Зорич медленно опустил и поднял веки: все верно, все так.
— И в дирижабль стрелял тоже ваш человек? Вы в это время находились на судне, я знаю. Кто же стрелял?
— Не… — простонал боцман, мучительно пытаясь помотать головой. — Не…
— Не ваш? — Лопухин помолчал секунду. — Странно. Но я вам верю. Вы идеалист и служитель идеи. Возможно, даже благородной, — добавил он, понизив голос. — Сейчас вы чувствуете, что умираете полным дураком, ибо вы спасли цесаревича, вместо того чтобы убить его. Спасли от позорной смерти ради идеи. Не казнитесь: вы все сделали правильно и в некотором роде достигли своей цели. Цесаревич Михаил Константинович не будет царствовать. Он принял решение отказаться от своего права на престол.

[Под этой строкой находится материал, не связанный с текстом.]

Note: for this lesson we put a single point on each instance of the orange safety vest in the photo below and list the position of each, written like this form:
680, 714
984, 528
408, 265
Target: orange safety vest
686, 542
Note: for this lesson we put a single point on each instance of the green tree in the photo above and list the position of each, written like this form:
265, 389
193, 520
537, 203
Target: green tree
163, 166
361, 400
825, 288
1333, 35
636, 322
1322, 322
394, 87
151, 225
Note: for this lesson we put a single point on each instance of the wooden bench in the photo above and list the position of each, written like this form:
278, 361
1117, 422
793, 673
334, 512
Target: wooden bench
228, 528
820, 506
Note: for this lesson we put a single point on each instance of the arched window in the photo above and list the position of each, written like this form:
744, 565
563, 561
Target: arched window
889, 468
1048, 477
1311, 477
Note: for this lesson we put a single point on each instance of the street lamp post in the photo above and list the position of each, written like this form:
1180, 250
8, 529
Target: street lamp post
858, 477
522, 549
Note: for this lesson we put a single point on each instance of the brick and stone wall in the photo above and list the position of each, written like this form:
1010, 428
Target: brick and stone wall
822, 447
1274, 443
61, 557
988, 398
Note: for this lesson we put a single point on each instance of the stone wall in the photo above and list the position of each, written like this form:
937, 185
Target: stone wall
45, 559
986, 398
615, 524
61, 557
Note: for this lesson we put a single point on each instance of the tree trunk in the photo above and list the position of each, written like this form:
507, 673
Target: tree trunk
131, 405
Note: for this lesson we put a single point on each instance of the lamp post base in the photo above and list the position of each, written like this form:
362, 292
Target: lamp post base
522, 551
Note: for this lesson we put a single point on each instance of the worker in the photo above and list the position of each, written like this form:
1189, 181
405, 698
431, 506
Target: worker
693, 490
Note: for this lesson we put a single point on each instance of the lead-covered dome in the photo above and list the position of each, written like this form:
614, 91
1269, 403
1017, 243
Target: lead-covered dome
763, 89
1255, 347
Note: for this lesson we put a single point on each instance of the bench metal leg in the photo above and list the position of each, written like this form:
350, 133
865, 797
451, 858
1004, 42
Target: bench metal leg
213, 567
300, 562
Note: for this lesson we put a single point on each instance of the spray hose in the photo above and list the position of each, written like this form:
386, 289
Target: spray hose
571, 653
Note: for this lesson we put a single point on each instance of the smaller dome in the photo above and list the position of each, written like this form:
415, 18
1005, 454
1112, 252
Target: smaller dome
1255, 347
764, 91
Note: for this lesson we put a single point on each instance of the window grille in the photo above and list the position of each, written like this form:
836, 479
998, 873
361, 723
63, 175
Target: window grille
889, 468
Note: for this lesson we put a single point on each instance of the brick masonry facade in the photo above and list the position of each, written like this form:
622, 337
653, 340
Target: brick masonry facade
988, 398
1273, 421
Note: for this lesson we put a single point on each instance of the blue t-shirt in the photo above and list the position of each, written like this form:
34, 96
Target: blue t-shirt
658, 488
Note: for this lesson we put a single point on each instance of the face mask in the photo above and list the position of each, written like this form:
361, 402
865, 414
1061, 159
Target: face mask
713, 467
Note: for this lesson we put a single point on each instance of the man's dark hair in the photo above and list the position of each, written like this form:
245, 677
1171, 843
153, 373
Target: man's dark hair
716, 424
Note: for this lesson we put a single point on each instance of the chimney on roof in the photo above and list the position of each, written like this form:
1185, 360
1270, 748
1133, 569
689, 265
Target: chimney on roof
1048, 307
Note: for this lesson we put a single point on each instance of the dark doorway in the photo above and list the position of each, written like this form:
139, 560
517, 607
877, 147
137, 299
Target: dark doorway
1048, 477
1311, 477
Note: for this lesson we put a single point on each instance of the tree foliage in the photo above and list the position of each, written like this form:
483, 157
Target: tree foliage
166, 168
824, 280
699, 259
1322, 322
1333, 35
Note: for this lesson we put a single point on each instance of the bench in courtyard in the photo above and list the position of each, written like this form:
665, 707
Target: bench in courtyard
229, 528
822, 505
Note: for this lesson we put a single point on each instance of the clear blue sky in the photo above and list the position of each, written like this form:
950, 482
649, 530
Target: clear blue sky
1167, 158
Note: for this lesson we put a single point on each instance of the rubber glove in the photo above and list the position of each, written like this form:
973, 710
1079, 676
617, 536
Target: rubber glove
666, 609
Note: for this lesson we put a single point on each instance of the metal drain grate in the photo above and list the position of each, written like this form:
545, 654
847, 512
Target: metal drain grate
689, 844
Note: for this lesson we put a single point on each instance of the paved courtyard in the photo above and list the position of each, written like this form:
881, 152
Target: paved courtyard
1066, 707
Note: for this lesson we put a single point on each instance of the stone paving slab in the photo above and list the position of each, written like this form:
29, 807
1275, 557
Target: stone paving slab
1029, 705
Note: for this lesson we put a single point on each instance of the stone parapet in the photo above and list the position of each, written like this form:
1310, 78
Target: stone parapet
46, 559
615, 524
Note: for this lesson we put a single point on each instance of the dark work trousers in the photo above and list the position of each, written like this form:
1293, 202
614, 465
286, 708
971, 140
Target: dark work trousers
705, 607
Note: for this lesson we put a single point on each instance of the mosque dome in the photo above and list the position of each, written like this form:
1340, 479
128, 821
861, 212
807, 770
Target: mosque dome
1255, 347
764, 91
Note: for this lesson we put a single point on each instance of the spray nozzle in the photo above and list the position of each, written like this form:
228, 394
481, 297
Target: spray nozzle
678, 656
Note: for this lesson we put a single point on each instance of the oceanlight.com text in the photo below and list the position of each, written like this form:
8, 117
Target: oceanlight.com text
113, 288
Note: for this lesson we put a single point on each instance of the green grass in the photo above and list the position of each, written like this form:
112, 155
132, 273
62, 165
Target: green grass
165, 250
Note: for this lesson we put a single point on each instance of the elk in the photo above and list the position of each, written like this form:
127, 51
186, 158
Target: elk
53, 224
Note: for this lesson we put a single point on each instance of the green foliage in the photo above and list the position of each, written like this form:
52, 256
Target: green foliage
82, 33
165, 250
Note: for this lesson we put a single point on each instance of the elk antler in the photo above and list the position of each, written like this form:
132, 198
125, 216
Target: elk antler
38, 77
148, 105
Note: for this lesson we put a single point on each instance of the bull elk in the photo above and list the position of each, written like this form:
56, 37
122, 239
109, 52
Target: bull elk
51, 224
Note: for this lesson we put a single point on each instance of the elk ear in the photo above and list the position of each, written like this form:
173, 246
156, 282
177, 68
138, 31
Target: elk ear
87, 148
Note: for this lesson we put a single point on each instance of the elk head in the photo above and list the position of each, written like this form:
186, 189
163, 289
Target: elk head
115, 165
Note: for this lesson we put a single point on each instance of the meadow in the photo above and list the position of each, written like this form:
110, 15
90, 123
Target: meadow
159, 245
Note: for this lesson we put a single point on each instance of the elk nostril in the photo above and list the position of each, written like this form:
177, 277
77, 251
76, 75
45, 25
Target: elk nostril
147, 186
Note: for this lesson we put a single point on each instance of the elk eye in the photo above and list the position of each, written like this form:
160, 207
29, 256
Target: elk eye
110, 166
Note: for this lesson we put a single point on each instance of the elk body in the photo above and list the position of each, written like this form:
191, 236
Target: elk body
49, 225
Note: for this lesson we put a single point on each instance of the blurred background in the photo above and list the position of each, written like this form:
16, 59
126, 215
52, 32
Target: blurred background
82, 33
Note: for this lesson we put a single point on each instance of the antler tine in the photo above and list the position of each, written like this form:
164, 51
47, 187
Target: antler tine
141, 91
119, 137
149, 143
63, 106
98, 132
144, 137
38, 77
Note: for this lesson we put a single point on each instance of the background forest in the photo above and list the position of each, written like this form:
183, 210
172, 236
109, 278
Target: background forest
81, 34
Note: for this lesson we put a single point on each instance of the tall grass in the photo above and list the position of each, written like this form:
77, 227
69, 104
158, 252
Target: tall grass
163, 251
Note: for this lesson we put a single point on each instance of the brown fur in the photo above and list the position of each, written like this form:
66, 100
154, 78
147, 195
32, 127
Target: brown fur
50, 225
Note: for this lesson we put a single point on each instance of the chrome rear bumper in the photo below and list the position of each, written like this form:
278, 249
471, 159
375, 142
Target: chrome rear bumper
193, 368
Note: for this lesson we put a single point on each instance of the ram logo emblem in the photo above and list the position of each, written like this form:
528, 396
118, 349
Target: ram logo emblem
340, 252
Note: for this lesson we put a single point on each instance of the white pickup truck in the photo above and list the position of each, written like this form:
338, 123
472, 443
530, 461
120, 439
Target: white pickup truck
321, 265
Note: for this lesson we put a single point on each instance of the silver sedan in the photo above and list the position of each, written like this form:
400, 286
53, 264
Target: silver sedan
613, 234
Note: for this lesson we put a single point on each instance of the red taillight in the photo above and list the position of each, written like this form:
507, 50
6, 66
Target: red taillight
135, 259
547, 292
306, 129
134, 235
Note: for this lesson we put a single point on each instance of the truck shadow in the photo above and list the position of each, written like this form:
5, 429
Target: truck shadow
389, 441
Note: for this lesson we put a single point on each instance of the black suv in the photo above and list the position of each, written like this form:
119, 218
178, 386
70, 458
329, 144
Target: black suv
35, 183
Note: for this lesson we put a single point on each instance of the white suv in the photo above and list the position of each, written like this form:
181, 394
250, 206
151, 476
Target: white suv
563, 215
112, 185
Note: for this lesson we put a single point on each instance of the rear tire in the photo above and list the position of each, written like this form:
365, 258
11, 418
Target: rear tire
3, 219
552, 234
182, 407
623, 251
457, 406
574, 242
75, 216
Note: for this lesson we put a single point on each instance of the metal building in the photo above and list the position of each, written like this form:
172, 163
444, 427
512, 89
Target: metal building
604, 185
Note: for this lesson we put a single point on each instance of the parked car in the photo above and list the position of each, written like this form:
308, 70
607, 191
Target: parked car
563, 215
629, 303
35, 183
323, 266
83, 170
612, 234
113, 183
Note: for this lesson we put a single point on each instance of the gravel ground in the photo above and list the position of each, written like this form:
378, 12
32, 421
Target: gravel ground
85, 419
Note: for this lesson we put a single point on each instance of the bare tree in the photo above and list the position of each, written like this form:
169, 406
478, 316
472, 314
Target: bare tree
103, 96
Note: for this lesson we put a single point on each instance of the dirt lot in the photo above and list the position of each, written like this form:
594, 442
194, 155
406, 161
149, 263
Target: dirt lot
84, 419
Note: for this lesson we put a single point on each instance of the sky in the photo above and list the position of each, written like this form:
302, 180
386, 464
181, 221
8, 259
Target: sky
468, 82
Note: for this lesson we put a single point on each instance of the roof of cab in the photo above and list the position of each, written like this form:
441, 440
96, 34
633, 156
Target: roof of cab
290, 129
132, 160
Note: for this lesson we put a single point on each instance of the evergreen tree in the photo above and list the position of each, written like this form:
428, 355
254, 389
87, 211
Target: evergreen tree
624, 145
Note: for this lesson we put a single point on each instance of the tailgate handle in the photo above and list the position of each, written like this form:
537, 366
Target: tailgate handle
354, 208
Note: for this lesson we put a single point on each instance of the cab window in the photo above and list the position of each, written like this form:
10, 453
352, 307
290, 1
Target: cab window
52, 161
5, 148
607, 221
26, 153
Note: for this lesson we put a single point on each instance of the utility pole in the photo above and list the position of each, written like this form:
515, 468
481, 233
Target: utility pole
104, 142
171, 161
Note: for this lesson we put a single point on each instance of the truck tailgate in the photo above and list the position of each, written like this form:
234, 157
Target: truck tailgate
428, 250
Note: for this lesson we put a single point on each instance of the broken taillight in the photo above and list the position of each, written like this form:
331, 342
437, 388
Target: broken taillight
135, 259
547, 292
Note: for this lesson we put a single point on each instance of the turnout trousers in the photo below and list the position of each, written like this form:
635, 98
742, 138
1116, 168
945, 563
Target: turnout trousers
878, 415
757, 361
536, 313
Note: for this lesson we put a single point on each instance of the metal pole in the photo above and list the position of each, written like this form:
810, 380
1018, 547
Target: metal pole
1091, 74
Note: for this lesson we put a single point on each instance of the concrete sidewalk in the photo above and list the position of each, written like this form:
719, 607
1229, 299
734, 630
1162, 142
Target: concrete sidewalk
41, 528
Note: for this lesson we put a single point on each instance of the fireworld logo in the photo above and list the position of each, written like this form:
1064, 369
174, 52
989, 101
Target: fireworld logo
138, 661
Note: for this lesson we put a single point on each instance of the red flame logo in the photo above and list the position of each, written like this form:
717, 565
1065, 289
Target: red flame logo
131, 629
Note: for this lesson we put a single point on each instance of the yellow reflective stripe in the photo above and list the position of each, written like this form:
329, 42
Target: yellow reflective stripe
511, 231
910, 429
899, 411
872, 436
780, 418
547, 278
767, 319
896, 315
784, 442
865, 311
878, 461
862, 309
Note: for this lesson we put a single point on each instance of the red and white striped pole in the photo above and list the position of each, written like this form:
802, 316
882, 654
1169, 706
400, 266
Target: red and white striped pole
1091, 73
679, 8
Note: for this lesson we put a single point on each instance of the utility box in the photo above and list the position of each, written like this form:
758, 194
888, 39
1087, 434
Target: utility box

Пузырящаяся кровь выступила на губах боцмана, и все же губы сложились в подобие улыбки.
— А теперь, когда ваша цель достигнута, дайте мне понять: кто из руководства «Русской рати» приказал вам совершить злодейство? Такое решение не могло быть коллегиальным, это сделал один человек… один решительный человек в толпе болтунов. Кто он? Адмирал Грейгорович?
«Да», — показал глазами умирающий Зорич.
— Лично?
«Да».
— Спасибо.
Боцман закашлялся. Этого только и ждала струя крови, мигом хлынувшая изо рта. Тело боцмана выгнулась, глаза закатились. Начиналась агония.